Les Conventionnels mettent fin au régime d'exception qu'a été la Terreur. Ils rédigent une nouvelle constitution, celle du Directoire, qui partage le pouvoir exécutif entre 5 directeurs et le pouvoir législatif entre deux assemblées. Le suffrage censitaire est rétabli.Mais la constitution ne permet pas de résoudre les conflits entre les différents pouvoirs. Le Directoire est une période où les multiples élections et les coups d'Etat se succèdent. L'insécurité est très grande ainsi que la misère populaire. Par contre, sur le plan extérieur, les conquêtes et les annexions sont nombreuses.La Belgique et une partie de la Hollande sont transformées en 9 départements français le 1er octobre 1796. En 1798, c'est au tour de la rive gauche du Rhin et de Genève d'être organisés en cinq départements. Les frontières naturelles sont largement atteintes. Si on ajoute que les Provinces-Unies, la Suisse et l'Italie sont transformées en républiques soeurs avec des institutions calquées sur celles du Directoire et une politique étrangère inféodée à celle de la France, les frontières naturelles sont même dépassées. Si les républiques soeurs bénéficient des acquis révolutionnaires comme la suppression de la féodalité et l'égalité en droit, elles doivent fournir des réquisitions et des oeuvres d'art, ce qui rend vite la présence française impopulaire.

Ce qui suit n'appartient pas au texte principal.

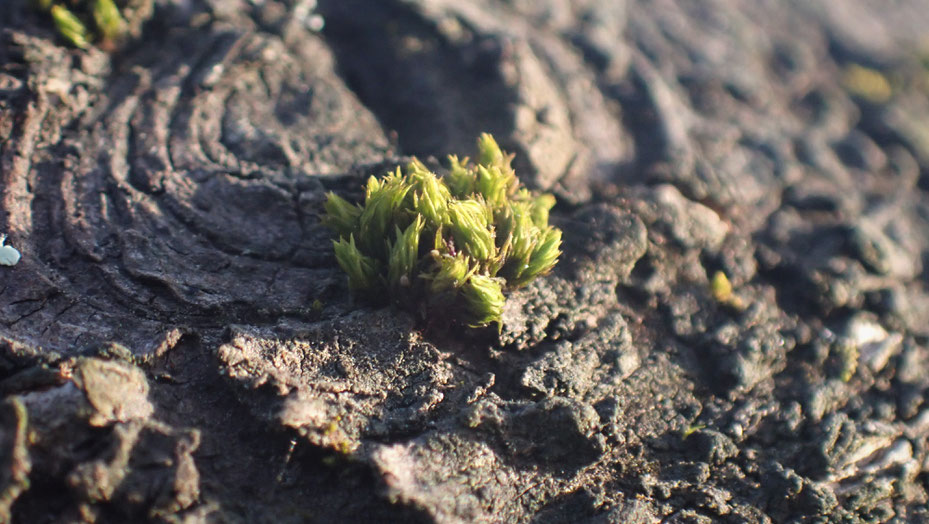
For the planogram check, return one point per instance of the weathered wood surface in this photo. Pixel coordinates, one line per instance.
(163, 355)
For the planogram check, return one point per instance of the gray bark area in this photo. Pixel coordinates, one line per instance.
(177, 343)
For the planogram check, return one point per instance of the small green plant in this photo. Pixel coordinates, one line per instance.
(72, 18)
(454, 243)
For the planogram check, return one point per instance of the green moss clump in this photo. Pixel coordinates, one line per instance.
(82, 21)
(452, 243)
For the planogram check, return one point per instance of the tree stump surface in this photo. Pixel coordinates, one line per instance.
(178, 344)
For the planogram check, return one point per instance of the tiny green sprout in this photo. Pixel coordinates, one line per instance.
(81, 21)
(453, 244)
(690, 430)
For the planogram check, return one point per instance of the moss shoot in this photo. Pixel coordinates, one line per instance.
(451, 245)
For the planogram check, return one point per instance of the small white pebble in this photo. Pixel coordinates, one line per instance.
(9, 256)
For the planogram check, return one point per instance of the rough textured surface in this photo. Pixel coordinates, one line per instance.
(177, 343)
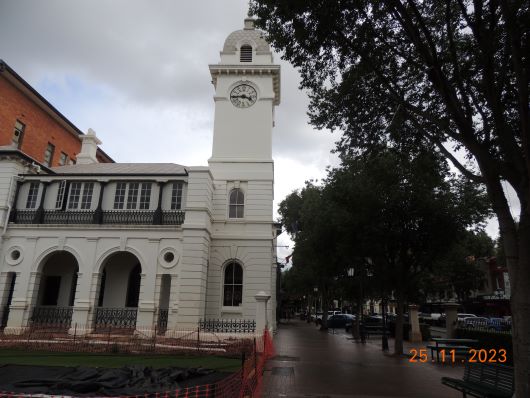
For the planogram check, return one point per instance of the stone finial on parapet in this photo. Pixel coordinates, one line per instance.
(262, 321)
(89, 148)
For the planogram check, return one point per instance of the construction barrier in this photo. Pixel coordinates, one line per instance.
(246, 383)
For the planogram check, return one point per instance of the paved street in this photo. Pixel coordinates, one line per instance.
(310, 363)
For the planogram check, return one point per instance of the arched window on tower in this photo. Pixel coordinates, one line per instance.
(245, 53)
(233, 285)
(236, 208)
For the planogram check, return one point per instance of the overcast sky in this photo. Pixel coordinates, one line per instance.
(136, 71)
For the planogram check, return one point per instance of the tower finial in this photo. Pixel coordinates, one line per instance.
(249, 23)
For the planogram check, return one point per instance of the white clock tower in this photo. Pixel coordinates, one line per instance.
(247, 87)
(243, 250)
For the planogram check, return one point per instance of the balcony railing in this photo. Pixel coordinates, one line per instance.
(130, 217)
(119, 318)
(51, 316)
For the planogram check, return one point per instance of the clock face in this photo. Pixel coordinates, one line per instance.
(243, 96)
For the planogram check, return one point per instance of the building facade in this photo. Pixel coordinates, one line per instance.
(144, 245)
(29, 123)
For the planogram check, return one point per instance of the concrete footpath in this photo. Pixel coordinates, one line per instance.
(311, 363)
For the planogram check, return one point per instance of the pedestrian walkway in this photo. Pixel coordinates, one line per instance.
(314, 364)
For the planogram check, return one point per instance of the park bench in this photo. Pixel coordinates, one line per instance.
(460, 346)
(370, 330)
(484, 380)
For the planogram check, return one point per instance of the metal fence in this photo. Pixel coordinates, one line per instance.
(228, 325)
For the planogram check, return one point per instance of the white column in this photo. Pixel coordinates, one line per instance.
(262, 321)
(415, 334)
(80, 322)
(145, 319)
(173, 309)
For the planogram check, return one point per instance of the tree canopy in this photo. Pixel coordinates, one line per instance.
(454, 73)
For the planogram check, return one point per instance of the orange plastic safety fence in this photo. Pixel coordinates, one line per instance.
(245, 383)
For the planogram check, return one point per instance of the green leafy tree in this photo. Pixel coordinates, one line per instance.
(452, 72)
(305, 215)
(401, 211)
(457, 271)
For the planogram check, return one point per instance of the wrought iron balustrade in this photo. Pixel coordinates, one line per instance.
(162, 320)
(227, 325)
(121, 318)
(23, 216)
(172, 217)
(136, 217)
(72, 217)
(51, 316)
(68, 217)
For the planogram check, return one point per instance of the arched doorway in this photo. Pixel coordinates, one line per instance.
(57, 286)
(119, 292)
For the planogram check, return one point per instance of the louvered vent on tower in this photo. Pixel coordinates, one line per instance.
(245, 53)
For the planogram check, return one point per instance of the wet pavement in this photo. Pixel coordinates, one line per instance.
(315, 364)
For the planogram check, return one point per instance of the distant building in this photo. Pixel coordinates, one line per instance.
(141, 245)
(29, 123)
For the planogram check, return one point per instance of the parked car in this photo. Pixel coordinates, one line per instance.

La lassitude des Français induite par les désordres intérieurs permet au général Napoléon Bonaparte d'être favorablement accueilli, quand par le coup d'Etat du 18 brumaire (9 novembre 1799), il met fin au Directoire. Le général est en effet très populaire depuis ses éclatantes victoires lors de la première campagne d'Italie (1796-1797). Il bénéficie de plus de puissants appuis politiques. Son frère Lucien Bonaparte est président du conseil des cinq-cents, une des deux assemblées du Directoire. Sieyès fait appel à lui pour renverser le régime et pouvoir ainsi en établir un autre plus stable. Mais dès qu'il est au pouvoir Napoléon Bonaparte le confisque à son profit et établit un régime personnel: le Consulat.
 

La naissance d'une France nouvelle (suite)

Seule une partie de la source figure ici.